Advantek Waste Management Services, a pioneer in the science of deep injection wells, announced today the launch of Vaulted Deep (“Vaulted”), a stand-alone biomass carbon removal and storage (BiCRs) carbon removal (CDR) company. Carbon removal is an essential part of managing global emissions and reaching net zero targets. With the market finally evolving for carbon removal and demand increasing for proven and measurable CDR solutions, Vaulted Deep will provide high-quality, lower-cost carbon removal for entities participating in the voluntary carbon market to offset their unavoidable emissions.
Vaulted intercepts sludgy organic wastes – like biosolids, agricultural & livestock waste, paper sludge, and others– before they are dumped in a landfill or waterway or are left on land to decompose and pollute the air or water. Carbon sequestration from this wide range of organic wastes provides substantial co-benefits: it eliminates significant methane emissions (which Vaulted does not include in its credit accounting); it reduces water-borne illness and prevents pollution that disproportionately affects marginalized communities.

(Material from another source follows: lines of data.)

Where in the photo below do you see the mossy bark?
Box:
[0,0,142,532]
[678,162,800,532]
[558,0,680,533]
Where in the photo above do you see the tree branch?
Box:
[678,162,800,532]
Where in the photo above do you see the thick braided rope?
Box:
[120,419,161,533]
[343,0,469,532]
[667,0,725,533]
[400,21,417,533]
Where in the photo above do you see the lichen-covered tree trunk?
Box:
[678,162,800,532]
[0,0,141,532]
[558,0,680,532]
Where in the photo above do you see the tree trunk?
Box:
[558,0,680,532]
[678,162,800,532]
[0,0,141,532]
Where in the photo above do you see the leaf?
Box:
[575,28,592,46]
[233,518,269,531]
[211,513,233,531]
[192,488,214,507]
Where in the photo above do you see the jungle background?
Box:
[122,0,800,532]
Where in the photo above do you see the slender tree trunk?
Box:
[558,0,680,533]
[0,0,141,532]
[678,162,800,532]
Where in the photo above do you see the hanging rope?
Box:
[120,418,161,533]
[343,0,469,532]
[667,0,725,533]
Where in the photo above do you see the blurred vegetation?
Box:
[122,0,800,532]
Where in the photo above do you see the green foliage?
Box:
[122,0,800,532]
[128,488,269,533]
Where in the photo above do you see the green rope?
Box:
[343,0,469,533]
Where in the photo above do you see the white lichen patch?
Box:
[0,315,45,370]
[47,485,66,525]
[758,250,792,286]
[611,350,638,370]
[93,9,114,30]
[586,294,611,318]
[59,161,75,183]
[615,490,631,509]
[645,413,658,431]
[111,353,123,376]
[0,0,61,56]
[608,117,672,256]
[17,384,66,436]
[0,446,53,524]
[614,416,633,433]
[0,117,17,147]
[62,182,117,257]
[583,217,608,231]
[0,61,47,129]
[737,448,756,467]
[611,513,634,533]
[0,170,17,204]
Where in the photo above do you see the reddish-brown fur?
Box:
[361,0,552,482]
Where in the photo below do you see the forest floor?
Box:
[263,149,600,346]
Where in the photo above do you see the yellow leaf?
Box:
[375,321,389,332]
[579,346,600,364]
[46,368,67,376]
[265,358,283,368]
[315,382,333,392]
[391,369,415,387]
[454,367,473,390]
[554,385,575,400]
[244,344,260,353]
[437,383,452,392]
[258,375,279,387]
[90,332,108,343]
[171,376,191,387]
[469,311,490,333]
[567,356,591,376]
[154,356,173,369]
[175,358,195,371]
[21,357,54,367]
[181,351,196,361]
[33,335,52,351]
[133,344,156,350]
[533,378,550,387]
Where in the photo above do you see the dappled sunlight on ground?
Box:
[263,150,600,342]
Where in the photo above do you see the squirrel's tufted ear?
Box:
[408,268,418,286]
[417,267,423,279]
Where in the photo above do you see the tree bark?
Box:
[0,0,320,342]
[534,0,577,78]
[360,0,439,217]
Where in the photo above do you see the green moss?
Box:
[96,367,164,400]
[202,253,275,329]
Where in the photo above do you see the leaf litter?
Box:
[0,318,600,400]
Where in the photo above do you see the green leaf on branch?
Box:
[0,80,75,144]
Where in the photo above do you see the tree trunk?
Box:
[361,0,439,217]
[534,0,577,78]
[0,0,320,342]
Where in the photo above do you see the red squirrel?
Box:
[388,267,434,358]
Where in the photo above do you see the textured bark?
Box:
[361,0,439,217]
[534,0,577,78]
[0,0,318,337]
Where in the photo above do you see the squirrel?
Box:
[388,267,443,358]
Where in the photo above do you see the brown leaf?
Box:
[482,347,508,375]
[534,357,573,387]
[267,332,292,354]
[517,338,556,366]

A recent study from Louisiana State University estimated organic waste produces five gigatons of carbon dioxide per year, or roughly half of the tonnage required to meet global net zero emissions. Vaulted’s exclusive use of Advantek’s patented deep well slurry injection technology, initially developed to remediate legacy waste deposits from oil and gas developments, will sequester the tons of carbon trapped in these organic wastes deep in the earth.
“Across the market, there has been a ‘flight to quality’ as buyers increasingly value real, measurable carbon credits,” said Vaulted CEO Julia Reichelstein. “By leveraging a decades-proven technology that can permanently store carbon, Vaulted’s CDR can serve as the Net in Net Zero.”
Increasingly, emissions avoidance and reduction credits, which currently comprise 95 percent of the market, are coming under scrutiny for their low quality. The Science Based Targets Initiative (SBTI) has declared that only carbon removal (not avoidance or reduction) is valid for companies to utilize as offsets to achieve their Net Zero or other climate goals.
Catalyzed by $8 million in seed funding, led by major carbon removal fund Lowercarbon Capital, Vaulted is launching with a significant amount of its 2023 capacity going to pre-purchases facilitated by Frontier, an advance market commitment for carbon removal.
“Vaulted is literally cleaning up the planet, scaling field-proven injection terminology to safely dispose of harmful wastes like biosolids while permanently storing away millions of tons of CO2,” said Ryan Orbuch, Partner at Lowercarbon Capital.
While injection sequestration sites often take years to permit and become operational, Vaulted is emerging with two operational, permitted injection sites.
Unlike its competitors, Vaulted’s ability to take a range of wastes with minimal upstream processing reduces overall long-term costs for carbon removal, unlocking a dramatically lower cost point. Other high-quality, permanent carbon removal available on the market today cost over $500 per ton. Vaulted offers carbon removal for $300 per ton and expects price to come down significantly before 2030.
Advantek founder Omar Abou-Sayed will transition from CEO to Chairman of Advantek and will lead Vaulted as Executive Chairman, with CEO Julia Reichelstein, former investor at climate tech venture capital fund Piva Capital.
Abou-Sayed said the new company will be able to remove much more carbon dioxide than its contemporaries. “Unlike many carbon removal technologies still in R&D, Vaulted’s technology and sites can safely and permanently store carbon underground, at scale, today. The early removals we will deliver are pivotal to keeping the window open to hold our planet’s warming below 1.5 degrees Celsius.”